Île-de-France Mobilités lance un projet de transport collectif autonome, avec un premier service prévu début 2028. Île-de-France Mobilités prévoit d’expérimenter des véhicules sans conducteur dans plusieurs territoires franciliens pour compléter l’offre de transport, notamment sur les lignes locales et dans les zones peu desservies.
Des véhicules pour compléter le réseau
Dans son communiqué de presse, Île-de-France Mobilités explique vouloir compléter les transports existants. Le projet s’inscrit dans la continuité d’expérimentations déjà menées en France.

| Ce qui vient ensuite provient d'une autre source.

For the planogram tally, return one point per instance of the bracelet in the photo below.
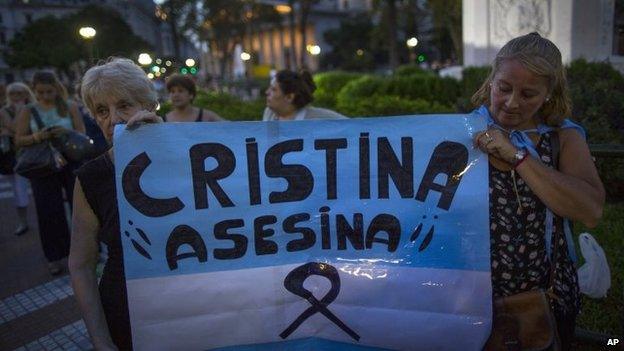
(521, 155)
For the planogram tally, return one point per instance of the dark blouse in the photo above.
(519, 259)
(97, 178)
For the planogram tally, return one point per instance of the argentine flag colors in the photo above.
(309, 235)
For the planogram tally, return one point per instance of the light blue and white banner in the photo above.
(336, 234)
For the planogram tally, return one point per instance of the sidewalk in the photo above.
(37, 311)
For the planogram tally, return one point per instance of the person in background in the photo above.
(116, 92)
(91, 127)
(18, 95)
(289, 97)
(58, 115)
(525, 101)
(182, 91)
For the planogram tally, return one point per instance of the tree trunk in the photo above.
(174, 34)
(392, 29)
(293, 42)
(304, 11)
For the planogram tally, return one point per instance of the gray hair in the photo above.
(119, 78)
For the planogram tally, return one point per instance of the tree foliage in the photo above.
(55, 42)
(45, 42)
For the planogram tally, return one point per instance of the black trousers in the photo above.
(49, 202)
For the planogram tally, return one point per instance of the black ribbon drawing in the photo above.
(294, 283)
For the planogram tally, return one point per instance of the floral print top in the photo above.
(518, 254)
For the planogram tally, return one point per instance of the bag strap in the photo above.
(38, 120)
(555, 148)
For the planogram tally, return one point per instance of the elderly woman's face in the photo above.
(276, 99)
(111, 111)
(516, 96)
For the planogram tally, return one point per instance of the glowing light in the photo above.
(145, 59)
(87, 32)
(412, 42)
(314, 49)
(283, 9)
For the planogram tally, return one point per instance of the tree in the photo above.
(45, 42)
(447, 19)
(54, 42)
(351, 46)
(176, 11)
(225, 23)
(304, 12)
(114, 36)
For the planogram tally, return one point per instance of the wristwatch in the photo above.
(519, 156)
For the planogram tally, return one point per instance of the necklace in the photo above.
(513, 178)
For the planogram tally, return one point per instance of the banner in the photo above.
(336, 234)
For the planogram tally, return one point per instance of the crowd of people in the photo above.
(532, 190)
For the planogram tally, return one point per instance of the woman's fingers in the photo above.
(142, 117)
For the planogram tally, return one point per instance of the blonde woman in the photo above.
(117, 92)
(57, 115)
(526, 102)
(18, 96)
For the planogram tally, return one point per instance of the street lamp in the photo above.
(283, 9)
(411, 44)
(145, 59)
(88, 33)
(314, 49)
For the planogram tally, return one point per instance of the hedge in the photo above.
(328, 84)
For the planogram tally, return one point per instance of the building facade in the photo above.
(141, 16)
(270, 47)
(593, 30)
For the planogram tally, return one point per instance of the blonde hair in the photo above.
(540, 56)
(118, 78)
(17, 87)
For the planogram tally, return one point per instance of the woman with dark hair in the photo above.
(289, 97)
(18, 96)
(58, 115)
(533, 188)
(182, 91)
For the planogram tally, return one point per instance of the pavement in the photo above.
(38, 311)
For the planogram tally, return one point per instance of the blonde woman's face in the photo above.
(45, 93)
(516, 96)
(18, 97)
(111, 111)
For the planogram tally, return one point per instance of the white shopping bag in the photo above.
(594, 276)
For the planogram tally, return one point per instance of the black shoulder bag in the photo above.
(39, 160)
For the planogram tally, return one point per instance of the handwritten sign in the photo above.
(346, 234)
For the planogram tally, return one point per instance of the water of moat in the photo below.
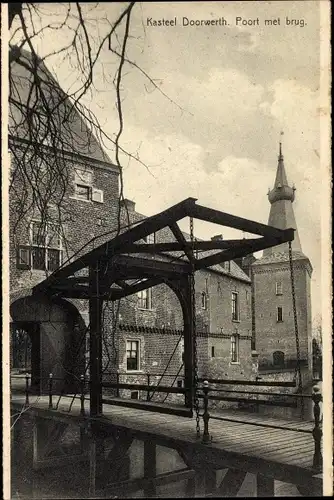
(73, 481)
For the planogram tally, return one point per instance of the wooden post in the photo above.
(150, 467)
(82, 395)
(95, 344)
(117, 381)
(50, 390)
(188, 344)
(206, 436)
(317, 432)
(27, 390)
(92, 466)
(265, 486)
(148, 391)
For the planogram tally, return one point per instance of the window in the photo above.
(132, 355)
(83, 186)
(45, 252)
(145, 299)
(278, 358)
(97, 195)
(235, 348)
(235, 306)
(150, 238)
(279, 314)
(82, 192)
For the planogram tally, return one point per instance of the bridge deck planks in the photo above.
(287, 446)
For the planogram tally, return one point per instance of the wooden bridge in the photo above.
(272, 449)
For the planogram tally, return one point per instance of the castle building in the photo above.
(274, 318)
(241, 306)
(142, 333)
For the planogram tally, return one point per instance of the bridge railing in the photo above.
(205, 394)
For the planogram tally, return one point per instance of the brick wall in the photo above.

À La Rochelle, des véhicules autonomes ont transporté plus de 15 000 personnes lors d’un premier test grandeur nature. À Nantes, des véhicules sans conducteur sont expérimentés depuis plusieurs années.
Saint-Quentin-en-Yvelines a déjà accueilli plusieurs essais. En 2021, trois véhicules autonomes y ont circulé sur une ligne régulière entre la gare et une zone d’activités, au milieu de la circulation. Le territoire continue depuis à tester ces nouvelles solutions de transport. Pour le nouveau projet régional, Île-de-France Mobilités pourrait utiliser ces véhicules sur des lignes locales, dans des zones peu denses ou lorsque la demande est plus faible, en complément des transports à la demande et des lignes de bus déjà en place.
Trois territoires envisagés pour débuter
Île-de-France Mobilités envisage d’installer les premiers services à Paris-Saclay, Versailles Grand Parc et Saint-Quentin-en-Yvelines. Ces territoires connaissent déjà la technologie autonome, mais le projet marque une nouvelle étape avec une expérimentation portée à l’échelle régionale.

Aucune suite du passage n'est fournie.